Act Like A Child

There’s an old Zen story that compares the “master” or the enlightened one to a child. Children see everything new in each moment, experiencing life anew each day through introductory scenarios and first exposures. Try to imagine how exciting your life would be if everything you did all day was setting a precedent, every action and nuance occurring for the very first time. The jadedness of adulthood comes not from maturity but from repeated exposure to exciting things; things that were once joyful in and of themselves become droll and banal. We develop a tolerance to simple pleasures and then start seeking complicated pleasures, most of which cause problems.

This is what happens when we make habits of things that give us pleasure: they stop being pleasant. Alan Watts said, “The greater part of human activity is designed to make permanent those experiences and joys which are only lovable because they are changing.”
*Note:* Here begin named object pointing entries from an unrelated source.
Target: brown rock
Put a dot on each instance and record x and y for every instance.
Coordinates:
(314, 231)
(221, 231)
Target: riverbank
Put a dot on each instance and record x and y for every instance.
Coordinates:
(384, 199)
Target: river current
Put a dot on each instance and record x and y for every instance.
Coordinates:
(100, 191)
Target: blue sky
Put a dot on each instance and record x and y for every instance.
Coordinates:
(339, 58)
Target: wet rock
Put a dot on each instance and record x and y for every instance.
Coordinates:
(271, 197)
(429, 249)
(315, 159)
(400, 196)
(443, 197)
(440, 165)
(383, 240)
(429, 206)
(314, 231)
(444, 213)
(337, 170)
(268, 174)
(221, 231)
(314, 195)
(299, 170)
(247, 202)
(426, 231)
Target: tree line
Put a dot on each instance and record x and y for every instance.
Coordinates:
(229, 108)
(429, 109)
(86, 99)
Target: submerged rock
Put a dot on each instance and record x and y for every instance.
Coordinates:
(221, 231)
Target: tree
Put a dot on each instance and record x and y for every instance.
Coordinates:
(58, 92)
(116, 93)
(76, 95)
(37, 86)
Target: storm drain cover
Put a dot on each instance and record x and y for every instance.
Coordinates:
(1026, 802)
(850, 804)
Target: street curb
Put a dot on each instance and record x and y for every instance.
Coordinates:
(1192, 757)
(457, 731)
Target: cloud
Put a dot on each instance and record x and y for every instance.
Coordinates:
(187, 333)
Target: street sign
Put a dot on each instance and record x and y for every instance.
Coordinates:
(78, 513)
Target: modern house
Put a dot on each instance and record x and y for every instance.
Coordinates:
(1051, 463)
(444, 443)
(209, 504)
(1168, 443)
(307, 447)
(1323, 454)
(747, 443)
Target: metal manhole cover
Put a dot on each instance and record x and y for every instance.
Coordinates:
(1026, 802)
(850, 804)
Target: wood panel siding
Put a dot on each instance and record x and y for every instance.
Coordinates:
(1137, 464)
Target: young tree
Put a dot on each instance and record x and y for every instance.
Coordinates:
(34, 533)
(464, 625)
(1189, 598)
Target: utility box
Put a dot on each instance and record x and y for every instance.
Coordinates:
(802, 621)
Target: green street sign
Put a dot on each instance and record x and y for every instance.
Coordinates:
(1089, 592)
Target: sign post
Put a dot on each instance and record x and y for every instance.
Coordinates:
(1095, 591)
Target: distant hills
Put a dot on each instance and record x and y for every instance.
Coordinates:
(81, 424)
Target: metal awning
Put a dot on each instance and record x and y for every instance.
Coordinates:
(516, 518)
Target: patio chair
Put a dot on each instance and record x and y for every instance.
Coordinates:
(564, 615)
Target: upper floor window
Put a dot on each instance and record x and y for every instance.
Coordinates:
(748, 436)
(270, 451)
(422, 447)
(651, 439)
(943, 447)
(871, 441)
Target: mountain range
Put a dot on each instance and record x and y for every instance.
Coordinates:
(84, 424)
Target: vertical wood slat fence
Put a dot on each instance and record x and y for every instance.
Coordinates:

The key to keeping a child’s mind, or ‘beginner’s mind’, as Suzuki says, is mindfulness. The expert is the person of habit, the specialist, and, as the saying goes, there are few posibilities in his mind because he is so centered on one thing. If you cultivate singlemindedness, you will hit this roadblock of overspecialization. This is an especially salient point in today’s world, an ant colony in which each individual seems to be expected to be an expert in one thing. You choose a concept or a school of thought or some sort of niche and it becomes your life

Instead of choosing this tunnel-visioned path, we can choose to be constantly in flux, ever-changing. We can spend one day playing music and the next day gardening. If we utilize our energies properly and devote ourselves to working hard at living rather than at some sort of life’s purpose, we will begin to live like children again. We will find ourselves seizing the moment rather than the day or the year. Remember to live like a child; allow old boring experiences to wash over you in some sort of new way. Try to pick out the beauty of situations that you think are repetitive; no two events occur the same way twice, though surface appearances may deceive.

Picasso said it took him a decade to learn to paint like Rembrandt but a lifetime to learn to paint like a child. This is the crux of the point. To return to a state of beginner’s mind is not easy, but it is worth the effort. It requires a journey into oneself and forces the ego to question its own power. If you have dreams of being a perfect X or Y, how will you cope with the unexpectedness of how your skill develops, or how your interests deviate over time?

If you’re focused on the end result rather than the means, what sort-of questionable or even terrible things might you be capable of? Some of history’s worst atrocities were committed by men with good intentions but one massive and irreversible flaw: they decided their ends was worth any means. We must learn from history not to live our lives this way. Treat each moment as an ends to itself and do fully whatever it is you have to do right now. These fulfilling moments, when compounded, make up a worthwhile life.